In the suit, Lexmark investors, led by the Oklahoma Firefighters Pension and Retirement Fund, claim that the company, former CEO David Reeder, former interim CFO Gary Stromquist and former EVP Martin Canning “[issued] false and misleading statements regarding the Company’s end-user demand, channel inventory, and growth prospects for its high-margin supplies business.”

The complaint added that the company also failed to disclose deterioration in end-user demand and excessive inventory levels at its European wholesale distributors.

Lexmark’s Downhill Timeline

Lexmark has been struggling since the beginning of 2016 when it announced that it was looking at “strategic alternatives” to help revive its ailing fortunes. 

At the time, it was considering divesting its hardware and software assets separately to revive interest in its sale prospects.

In April 2016, Lexmark announced that a consortium of investors, led by China's Apex Technology and PAG Asia Capital, was buying the company in a deal worth $3.6 billion. 

At the end of 2016, David Reeder took over the helm after Paul Rooke, then-chairman and chief executive officer, stepped down. Reeder resigned in June of this year.

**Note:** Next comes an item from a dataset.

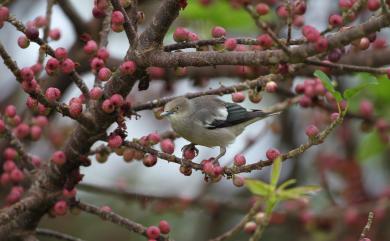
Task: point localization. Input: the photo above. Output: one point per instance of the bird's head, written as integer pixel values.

Details of what the entire restructuring plan will involve are not yet available. 

Déjà Vu All Over Again?

If this all sounds painfully familiar, it might be because it calls to mind the ongoing battle another technology giant and its saga of leadership changes and court cases.

HP spent a painful couple of years after it bought UK-based Autonomy for $11 billion and eventually had to write it off.

In that case, investors also sued HP, claiming that the tech company “had bought the company based on financial statements that were unreliable because of accounting manipulation.”

That case was fought in both the US and UK and has yet to be completely wrapped up.